Xavier Darcos a dénoncé sur Europe 1 "un mélange de mensonges ou d'informations erronées de nature à affoler les opinions publiques, qui est de la véritable désinformation". Le ministre a assuré qu'il n'était pas question pour lui "de supprimer la maternelle", ni les "mathématiques" au lycée. Interrogé sur les violences survenues dans plusieurs villes, dont Brest, en marge de manifestations lycéennes, il a reconnu que "cela l'inquiétait", mais a indiqué qu'il ne "confondait pas les lycéens avec des bandes radicalisées qui viennent tout casser". Quant à savoir s'il va revoir ses réformes, il a répondu : "je ne suis pas ministre de l'hésitation nationale, j'ai un devoir pour les générations futures. Il s'agit de réformer dans un pays qui en a besoin", défendant en particulier sa réforme du lycée.




Comme en écho, l'ex-ministre PS Jack Lang a déclaré sur RMC, à l'adresse de M. Darcos : "Si vous continuez comme ça, l'éducation nationale, ce sera votre Vietnam." "Il y a un ras-le-bol, une colère (...) Les professeurs ne manifestent pas pour défendre des intérêts personnels, et je leur dis bravo. Bravo de faire ce travail de prise de conscience. Ils se battent parce qu'ils savent que l'école de la République est en grave danger", a-t-il ajouté.
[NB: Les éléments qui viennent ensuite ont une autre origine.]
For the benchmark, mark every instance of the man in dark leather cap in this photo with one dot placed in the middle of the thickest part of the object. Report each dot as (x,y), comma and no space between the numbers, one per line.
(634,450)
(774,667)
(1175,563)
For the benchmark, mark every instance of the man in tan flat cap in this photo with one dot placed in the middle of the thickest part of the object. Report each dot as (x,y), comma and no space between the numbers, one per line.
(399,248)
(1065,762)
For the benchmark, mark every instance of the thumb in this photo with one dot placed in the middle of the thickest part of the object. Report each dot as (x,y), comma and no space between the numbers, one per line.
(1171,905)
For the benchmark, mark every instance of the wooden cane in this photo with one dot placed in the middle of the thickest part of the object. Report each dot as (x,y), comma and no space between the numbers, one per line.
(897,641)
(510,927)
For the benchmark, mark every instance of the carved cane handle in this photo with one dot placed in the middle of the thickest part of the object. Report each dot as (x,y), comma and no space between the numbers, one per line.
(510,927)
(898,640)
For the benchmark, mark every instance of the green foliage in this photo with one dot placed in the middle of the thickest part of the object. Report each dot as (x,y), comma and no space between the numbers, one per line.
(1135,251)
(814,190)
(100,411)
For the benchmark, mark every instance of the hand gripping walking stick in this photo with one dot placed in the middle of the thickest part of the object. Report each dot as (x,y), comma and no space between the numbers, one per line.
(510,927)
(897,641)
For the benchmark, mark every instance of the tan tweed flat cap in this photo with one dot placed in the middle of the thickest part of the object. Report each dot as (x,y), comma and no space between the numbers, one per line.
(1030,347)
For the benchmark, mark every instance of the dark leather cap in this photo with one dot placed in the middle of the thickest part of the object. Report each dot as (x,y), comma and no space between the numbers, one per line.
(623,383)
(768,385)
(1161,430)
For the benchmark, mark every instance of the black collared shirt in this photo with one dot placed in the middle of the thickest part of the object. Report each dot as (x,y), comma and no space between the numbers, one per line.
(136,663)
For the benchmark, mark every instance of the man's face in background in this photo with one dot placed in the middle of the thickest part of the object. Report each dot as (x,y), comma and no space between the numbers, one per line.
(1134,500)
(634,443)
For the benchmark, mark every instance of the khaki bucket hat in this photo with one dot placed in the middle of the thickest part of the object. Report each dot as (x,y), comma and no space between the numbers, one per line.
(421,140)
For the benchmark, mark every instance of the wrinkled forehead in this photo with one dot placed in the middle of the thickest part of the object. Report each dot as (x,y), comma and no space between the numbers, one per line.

Pour lui, les réformes constituent "un plan pluriannuel de destruction de l'éducation nationale". "En demandant que chacun respecte les règles et les biens, j'appelle l'ensemble des Français à se dresser avec force, avec détermination, contre ce plan de destruction", a-t-il dit.




Une pétition, lancée fin novembre sur Internet par une centaine de maîtres d'écoles primaires, pour demander l'arrêt de la politique éducative menée par le gouvernement et la démission de Xavier Darcos, avait recueilli, mercredi, plus de treize mille six cents signatures électroniques. Elle n'était plus accessible en fin d'après-midi.